Having originally been slated for 2021, the new rules have been delayed as the category continues to tinker with the existing package.
Former Bathurst 12 Hour event director John Casey, meanwhile, has been charged with the task of developing a market-relevant set of Gen3 rules in a new Head of Strategy and Products role, which will be rolled out in 2022.
That will put the new regulations in line with Holden's new two-year commitment, the brand having already confirmed it wants to continue with the four-door Commodore for at least the life of that deal.
"[Casey is] leading the process," said Supercars CEO Sean Seamer.
"He's meeting with homologation teams, he's meeting with manufacturers, he's consolidating an update of where we think the market's going to, and what we think we need to achieve maximum market relevance.
"And that's the number one priority.

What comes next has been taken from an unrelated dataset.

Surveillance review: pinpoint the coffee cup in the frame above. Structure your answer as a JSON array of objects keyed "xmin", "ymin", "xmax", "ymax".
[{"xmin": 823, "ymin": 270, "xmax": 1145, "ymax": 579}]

Market relevance, is the key piece, and it will be engineering-delivered, not the other way around.
"It's still early days in the work that John's been doing. Some of the stuff that we were looking at that we wanted to get done, we've fast-tracked for next year around tyres, around internal electrical systems, the dorian, the LED panels, all of those things. We've fast-tracked the potential introduction of a control damper.
"As we always said, if a good idea came up, we weren't going to wait.
"The reality on timing now is that if there were to be a new car or a re-design of a car, by the time you get that done, you get that tested et cetera, 2022 is the most likely scenario."
However specific detail of the chassis is not something Seamer will be drawn on right now, his focus instead on reading an evolving automotive market.
"The hardest part is, what cars are going to be sold in 2022?" he said. "And how much longer will those cars be sold for beyond 2022?
"Therefore, what underlying package do we need to be able to run those cars and have maximum market relevance?
"Are we going to throw everything in the bin that's out there now? Absolutely not. Do we need to change it to adapt to that level of market relevance? Yes."
As for hybrid power trains, Seamer added: "We will assess hybrid as part of that. Just as NASCAR and the British Touring Car Championship have."
One thing Seamer says the series will retain is its "fast and loud" approach to motor racing, leaving full electrification or significant drops in horsepower as unlikely outcomes.
"Fast and loud," he said. "I think IndyCar's done a really good job of sticking to that, and I think a big part of why they've had recent success is that the entertainment factor's important – and we acknowledge that."